To Filter or Not to Filter: Dealing With Gridlock on a Bicycle

When biking in slow or gridlocked traffic some cyclists take advantage of their small size to filter forward to the left or right of stopped cars. While legal (more info here), it can also be very dangerous if precautions are not taken.

To protect your own safety and the safety of others we recommend the following:
  • Most important: Do not pass to the right of buses, trucks, or other heavy vehicles at intersections!!! When passing heavy vehicles on the left still proceed with caution and room to maneuver. Some of the most serious collisions occur between bicyclists and buses or trucks, due to the vehicle’s large blind spots and turning radius. When passing, never assume the driver can see you.
  • Do not filter to the right of a car signaling a right turn, or to the left of a car signaling a left turn. However, do not assume that the turn signal means they are turning, and do not assume no turn signal means they are proceeding straight ahead.
  • Filter to the right or between cars slowly (under 10mph) and with caution as these maneuvers leave you with little space to avoid a collision if someone in a car is to open their door or swerve suddenly. Keep your hands near your brakes so you can stop quickly in an emergency.
  • Always signal before moving laterally (left or right) so other road users behind you can anticipate your movements.
  • When approaching intersections or crosswalks proceed very carefully while checking both left and right for cross traffic and pedestrians which may be hidden from view by the cars on both sides. If filtering to the right make sure to anticipate and yield to any traffic that may be turning right at an intersection or driveway. Don’t assume that someone won’t be turning, even if they are not signaling a turn.
  • Watch for potholes, debris, train tracks or other hazards in your path while filtering, as the tight space makes them harder to avoid. If you can not avoid a hazard in your path stand up on your pedals to let your knees absorb the bump and attempt to ride straight over it, not turning. Ride over a rail crossing perpindicular to the tracks to avoid getting your wheel stuck or losing traction.
  • Try not to “leap frog”, or move ahead of traffic that will just be passing you again later. Doing so not only frustrates other road users who pass you repeatedly, it also sets up additional passing conflicts which would not have occurred if you hung back a bit.
  • If there is not enough space to filter safely, then wait.

If you do not feel comfortable filtering between cars you can do the following instead:

  • When approching stopped or slow traffic first signal and then move over so that you are lined up with the road user in front of you, and not hanging to the right.
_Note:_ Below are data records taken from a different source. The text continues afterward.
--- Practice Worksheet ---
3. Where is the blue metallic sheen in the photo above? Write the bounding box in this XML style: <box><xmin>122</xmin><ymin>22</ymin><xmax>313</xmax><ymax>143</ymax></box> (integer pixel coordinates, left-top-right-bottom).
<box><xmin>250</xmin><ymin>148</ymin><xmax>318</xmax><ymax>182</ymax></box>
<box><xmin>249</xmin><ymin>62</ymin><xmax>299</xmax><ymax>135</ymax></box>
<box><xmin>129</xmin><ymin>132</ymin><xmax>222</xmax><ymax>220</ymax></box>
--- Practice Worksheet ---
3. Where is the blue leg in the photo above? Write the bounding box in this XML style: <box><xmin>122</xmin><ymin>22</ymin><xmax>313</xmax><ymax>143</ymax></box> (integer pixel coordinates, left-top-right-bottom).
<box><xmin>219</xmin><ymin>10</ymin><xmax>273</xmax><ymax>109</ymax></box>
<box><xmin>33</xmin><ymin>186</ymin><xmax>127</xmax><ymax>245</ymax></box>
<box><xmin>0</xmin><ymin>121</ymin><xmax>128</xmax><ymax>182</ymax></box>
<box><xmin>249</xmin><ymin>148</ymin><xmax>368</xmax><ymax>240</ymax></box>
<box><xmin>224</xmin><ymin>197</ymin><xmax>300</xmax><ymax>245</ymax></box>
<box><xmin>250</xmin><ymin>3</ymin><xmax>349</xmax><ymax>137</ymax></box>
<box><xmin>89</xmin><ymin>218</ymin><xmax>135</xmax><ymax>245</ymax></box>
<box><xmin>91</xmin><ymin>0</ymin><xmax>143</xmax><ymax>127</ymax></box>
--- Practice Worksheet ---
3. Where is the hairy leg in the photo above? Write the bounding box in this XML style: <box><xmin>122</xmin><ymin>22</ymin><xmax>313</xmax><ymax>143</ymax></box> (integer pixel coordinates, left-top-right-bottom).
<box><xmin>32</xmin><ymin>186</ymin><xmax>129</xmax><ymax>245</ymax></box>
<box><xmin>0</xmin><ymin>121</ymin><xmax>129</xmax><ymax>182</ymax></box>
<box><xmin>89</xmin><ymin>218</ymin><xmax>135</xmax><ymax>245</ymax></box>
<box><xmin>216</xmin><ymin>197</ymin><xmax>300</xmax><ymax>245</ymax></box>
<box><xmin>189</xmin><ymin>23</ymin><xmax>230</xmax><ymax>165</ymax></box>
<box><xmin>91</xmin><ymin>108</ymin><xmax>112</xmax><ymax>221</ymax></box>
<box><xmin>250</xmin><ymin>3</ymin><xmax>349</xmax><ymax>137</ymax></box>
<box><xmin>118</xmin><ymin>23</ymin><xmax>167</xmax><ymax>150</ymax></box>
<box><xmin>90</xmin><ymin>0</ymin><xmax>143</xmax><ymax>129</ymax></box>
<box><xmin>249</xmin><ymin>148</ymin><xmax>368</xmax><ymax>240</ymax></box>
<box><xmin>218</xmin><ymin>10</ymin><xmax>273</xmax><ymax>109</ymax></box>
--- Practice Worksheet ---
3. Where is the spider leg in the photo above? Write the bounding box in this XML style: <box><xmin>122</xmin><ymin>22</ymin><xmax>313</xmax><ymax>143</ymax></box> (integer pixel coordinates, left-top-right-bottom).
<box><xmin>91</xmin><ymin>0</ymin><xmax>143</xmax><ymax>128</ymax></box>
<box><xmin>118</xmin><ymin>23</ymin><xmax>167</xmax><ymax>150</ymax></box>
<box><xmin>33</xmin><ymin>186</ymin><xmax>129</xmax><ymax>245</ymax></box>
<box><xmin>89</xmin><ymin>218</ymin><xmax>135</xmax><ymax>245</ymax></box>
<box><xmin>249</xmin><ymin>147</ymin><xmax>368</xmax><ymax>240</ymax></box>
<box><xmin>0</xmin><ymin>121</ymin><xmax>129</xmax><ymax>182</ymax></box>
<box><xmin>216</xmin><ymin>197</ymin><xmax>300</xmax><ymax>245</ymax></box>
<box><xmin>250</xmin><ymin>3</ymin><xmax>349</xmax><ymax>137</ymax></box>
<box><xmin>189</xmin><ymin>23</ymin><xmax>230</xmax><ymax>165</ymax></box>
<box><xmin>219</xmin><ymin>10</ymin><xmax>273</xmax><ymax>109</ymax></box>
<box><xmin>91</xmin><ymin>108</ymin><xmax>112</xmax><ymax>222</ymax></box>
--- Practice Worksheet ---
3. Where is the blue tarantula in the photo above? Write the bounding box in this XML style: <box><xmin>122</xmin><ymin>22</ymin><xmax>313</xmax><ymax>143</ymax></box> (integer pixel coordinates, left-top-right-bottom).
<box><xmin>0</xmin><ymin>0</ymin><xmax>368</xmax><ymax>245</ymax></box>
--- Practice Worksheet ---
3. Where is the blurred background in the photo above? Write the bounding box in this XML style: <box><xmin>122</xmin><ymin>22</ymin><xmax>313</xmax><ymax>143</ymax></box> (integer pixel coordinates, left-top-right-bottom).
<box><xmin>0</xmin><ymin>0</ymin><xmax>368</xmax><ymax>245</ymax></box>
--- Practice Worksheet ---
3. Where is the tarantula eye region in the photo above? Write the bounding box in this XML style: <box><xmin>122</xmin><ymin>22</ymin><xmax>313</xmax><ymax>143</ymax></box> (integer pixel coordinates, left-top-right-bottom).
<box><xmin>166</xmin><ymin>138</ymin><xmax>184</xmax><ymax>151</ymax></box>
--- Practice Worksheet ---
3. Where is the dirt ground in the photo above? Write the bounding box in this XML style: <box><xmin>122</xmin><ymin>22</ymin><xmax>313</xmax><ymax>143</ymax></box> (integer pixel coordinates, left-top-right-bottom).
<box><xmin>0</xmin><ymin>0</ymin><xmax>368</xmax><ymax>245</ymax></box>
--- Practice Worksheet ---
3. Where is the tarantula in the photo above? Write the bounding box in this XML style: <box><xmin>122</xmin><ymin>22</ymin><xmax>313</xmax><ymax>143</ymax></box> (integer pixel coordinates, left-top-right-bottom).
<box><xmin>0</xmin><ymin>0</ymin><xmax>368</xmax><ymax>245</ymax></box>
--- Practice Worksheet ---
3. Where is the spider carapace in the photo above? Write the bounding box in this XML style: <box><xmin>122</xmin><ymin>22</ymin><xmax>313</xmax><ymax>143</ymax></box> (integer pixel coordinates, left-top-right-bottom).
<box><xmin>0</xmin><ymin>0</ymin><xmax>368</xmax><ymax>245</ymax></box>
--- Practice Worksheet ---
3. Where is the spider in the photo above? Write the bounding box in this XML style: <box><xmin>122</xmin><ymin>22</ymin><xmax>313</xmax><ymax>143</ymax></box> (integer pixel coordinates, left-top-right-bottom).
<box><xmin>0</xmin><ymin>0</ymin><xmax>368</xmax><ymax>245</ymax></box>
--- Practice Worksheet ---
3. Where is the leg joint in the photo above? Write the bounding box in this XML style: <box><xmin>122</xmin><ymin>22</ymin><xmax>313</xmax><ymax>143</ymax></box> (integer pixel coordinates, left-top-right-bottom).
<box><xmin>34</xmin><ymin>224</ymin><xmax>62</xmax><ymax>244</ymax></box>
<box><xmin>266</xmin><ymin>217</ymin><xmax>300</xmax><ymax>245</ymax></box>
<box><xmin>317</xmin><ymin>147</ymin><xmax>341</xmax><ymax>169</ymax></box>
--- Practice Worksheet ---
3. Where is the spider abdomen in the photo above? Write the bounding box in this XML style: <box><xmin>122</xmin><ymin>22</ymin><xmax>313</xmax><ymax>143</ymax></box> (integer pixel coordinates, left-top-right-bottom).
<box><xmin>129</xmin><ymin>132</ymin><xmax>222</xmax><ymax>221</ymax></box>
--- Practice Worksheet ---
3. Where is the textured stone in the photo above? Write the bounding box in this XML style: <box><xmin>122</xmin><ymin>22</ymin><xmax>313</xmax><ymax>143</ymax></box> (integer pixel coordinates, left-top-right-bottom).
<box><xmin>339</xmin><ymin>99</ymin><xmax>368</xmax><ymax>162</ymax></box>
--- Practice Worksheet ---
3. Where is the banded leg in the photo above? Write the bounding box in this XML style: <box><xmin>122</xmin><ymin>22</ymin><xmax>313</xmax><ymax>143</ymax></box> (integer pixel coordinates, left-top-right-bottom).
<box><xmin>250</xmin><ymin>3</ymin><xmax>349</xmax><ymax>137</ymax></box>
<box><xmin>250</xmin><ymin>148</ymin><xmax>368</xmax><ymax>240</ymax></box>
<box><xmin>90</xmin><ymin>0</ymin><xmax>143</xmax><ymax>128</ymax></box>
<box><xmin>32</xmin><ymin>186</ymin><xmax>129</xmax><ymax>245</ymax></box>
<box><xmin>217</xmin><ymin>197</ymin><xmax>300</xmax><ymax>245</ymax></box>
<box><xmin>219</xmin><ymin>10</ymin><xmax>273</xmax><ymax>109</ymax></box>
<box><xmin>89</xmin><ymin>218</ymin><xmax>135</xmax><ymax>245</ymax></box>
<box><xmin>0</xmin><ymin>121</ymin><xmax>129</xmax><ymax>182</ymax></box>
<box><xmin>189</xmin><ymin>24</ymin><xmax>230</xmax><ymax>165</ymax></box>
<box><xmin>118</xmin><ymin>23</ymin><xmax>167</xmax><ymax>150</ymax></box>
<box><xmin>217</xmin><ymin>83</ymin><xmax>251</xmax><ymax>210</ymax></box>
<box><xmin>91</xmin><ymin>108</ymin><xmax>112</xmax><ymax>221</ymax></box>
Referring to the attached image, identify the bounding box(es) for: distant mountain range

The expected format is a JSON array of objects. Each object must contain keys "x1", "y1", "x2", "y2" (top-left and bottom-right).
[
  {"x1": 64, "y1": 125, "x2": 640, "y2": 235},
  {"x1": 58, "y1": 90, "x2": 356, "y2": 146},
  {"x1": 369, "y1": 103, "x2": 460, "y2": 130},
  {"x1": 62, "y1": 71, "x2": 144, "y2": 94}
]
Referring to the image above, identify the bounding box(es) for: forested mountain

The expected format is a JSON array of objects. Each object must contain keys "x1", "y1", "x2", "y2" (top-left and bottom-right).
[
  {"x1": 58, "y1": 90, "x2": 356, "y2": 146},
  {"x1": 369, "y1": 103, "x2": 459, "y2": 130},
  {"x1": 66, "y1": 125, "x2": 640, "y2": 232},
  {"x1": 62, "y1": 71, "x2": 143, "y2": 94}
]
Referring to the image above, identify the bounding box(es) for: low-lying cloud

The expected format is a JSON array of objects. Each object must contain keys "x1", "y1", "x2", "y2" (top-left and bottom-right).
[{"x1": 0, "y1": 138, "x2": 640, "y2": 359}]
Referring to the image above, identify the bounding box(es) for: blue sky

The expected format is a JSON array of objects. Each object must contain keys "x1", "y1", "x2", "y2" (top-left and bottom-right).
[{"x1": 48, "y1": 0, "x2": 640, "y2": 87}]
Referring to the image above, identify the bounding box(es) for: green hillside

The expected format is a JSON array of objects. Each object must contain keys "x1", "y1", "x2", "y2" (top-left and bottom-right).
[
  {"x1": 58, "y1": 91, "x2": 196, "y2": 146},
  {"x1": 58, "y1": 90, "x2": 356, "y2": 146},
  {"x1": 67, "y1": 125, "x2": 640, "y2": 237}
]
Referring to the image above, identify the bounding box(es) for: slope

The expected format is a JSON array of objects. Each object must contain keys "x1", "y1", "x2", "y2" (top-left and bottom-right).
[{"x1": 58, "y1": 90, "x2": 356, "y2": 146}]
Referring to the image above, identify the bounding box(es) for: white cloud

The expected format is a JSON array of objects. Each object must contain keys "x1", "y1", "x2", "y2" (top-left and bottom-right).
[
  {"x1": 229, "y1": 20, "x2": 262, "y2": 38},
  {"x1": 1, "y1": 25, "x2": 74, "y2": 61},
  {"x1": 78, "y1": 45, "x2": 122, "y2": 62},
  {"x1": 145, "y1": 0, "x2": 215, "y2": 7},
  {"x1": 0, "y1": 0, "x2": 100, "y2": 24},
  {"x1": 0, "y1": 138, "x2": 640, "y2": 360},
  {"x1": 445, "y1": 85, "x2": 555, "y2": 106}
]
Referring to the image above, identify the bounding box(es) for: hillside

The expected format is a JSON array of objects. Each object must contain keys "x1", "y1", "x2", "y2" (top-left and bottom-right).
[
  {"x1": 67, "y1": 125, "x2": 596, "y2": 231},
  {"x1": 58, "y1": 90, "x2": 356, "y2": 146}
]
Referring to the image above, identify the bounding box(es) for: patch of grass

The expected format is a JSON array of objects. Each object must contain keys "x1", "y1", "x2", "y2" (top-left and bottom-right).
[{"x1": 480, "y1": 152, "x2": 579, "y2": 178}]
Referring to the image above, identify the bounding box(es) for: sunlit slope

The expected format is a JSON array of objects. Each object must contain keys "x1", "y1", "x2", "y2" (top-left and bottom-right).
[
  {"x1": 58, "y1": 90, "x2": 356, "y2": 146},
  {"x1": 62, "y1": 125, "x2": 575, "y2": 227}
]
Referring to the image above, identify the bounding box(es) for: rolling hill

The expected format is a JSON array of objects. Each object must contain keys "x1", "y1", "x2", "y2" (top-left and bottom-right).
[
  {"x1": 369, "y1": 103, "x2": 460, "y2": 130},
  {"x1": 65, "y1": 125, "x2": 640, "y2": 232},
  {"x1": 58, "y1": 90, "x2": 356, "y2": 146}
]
This makes you more visible to traffic behind you, and discourages drivers from squeezing you into the right-side gutter or making a right turn across your path. Try leaving at least 6 feet of space between yourself and the car in front of you, however, so you still have room to maneuver and so that you don’t get a face full of exhaust fumes.
  • Stay “singled-up” with the traffic in front of you until you are through an intersection, and then take the proper lane position once traffic is flowing smoothly again.
 

What if there is a bike lane on the right side?:

  • The suggestions provided above apply whether or not there is a bike lane. California law allows you to leave a bike lane or right side of the road when (A) moving the speed of traffic or (B) approaching an intersection (more info and other bike lane exceptions here). This means when you are in dense, slow moving traffic you can take whatever road position is safest for you.

What do car drivers need to know?:

  • A bike lane is a travel lane, just like all of the other ones on the street. This means it is illegal to make a right turn ACROSS a bike lane, and that you should instead merge INTO a bike lane before making a right turn, after yielding to any cyclists already in that lane (it’s the law). One of the most common types of bike/car collisions is the “right hook”, where a driver turns to the right across the path of a cyclist going stright. Signaling, yielding, then merging into the bike lane, making your turn as close to the right curb as possible, makes it almost impossible for these collisions to occur.
  • Use your turn signal at least 100 feet before you make any turn or lateral movement, every time, even when just approaching a red light or turning into a driveway or parking spot. Doing so lets cyclists behind you know what road position they should take around you to avoid conflicts. Don’t see anyone else on the road? Signal anyway, because it’s the cyclists you don’t see that you need to worry about the most.
  • We suggest that cyclists not “leap frog” by passing other road users who will likely just pass them again (although they are not legally prohibited from splitting lanes in California), and this suggestion is just as appropriate for drivers. There is no benefit in racing to get to the next red light sooner, so pass only when there is good reason and enough space to do so safely (minimum 3 feet between you and the cyclist). Try thinking “Would I pass this person if they were in a car, not on a bike?” If the answer is no then hang back.